Keeping pace with technological change
With a renewed focus on faster completion times, quality and service and better control of risk and costs, there is a need to change existing technology platforms, writes Sachin Sandhir
India is burgeoning on the threshold of being a world economic powerhouse as the second fastest growing economy in the world. However, the country’s aspirations and potential to transform are characterised by the struggle to modernise infrastructure given the ever increasing population, pressure on land, and growing industries that add to the existing need for planned infrastructure.
The way industry in general has conducted business over the years has changed drastically with adoption and use of information technology (IT). Construction and infrastructure industries on the other hand are not amongst the forerunners in its use of many categories of Information Communication Technology (ICT). There still exist concerns over the sector’s inability to take advantage of new technologies coupled with costs associated with these innovations.

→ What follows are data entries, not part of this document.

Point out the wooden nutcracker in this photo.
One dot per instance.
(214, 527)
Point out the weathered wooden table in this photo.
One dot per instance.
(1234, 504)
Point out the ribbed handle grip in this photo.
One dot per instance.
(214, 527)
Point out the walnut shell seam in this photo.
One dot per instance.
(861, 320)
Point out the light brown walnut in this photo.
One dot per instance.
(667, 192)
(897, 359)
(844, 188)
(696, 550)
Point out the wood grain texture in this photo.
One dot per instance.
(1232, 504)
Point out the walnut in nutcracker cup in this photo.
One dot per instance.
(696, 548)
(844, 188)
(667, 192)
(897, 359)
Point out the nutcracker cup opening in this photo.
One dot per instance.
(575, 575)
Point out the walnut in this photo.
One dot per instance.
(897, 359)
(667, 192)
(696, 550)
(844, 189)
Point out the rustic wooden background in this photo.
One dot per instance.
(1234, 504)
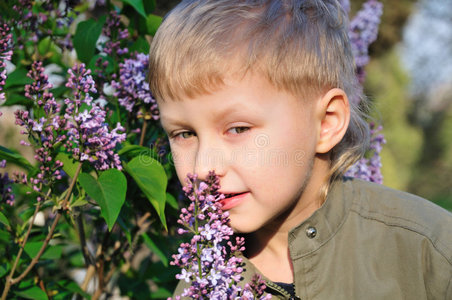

However, things are changing, albeit gradually. To integrate common aspects of infrastructure needs and requirements that ensure planning for sustainable and affordable development, ICT tools are now being used to accumulate timely and accurate information, reduce dependency on human resources, and manage costs.
The vital link
Until recently, the extent of use of ICT was relatively unsophisticated, mainly dependent on telephone, facsimile machines and networked personal computers. Add to this the temporary nature and uniqueness of projects characterised by specific locations and varying designs solutions and project teams, which lead to a highly fragmented communication platform.
With several challenges affecting smooth data transfer among stakeholders on a building project and a renewed focus on faster completion times, quality and service and better control of risk and costs, there is a need to change existing communication platforms. ICT is improving the capability and efficiency of specific aspects within construction processes. Mechanisms such as Building Information Modelling (BIM) systems using Electronic Data Interchange (EDI), which manage electronic dissemination of information, are increasingly being implemented to improve communication which is critical to project execution and completion.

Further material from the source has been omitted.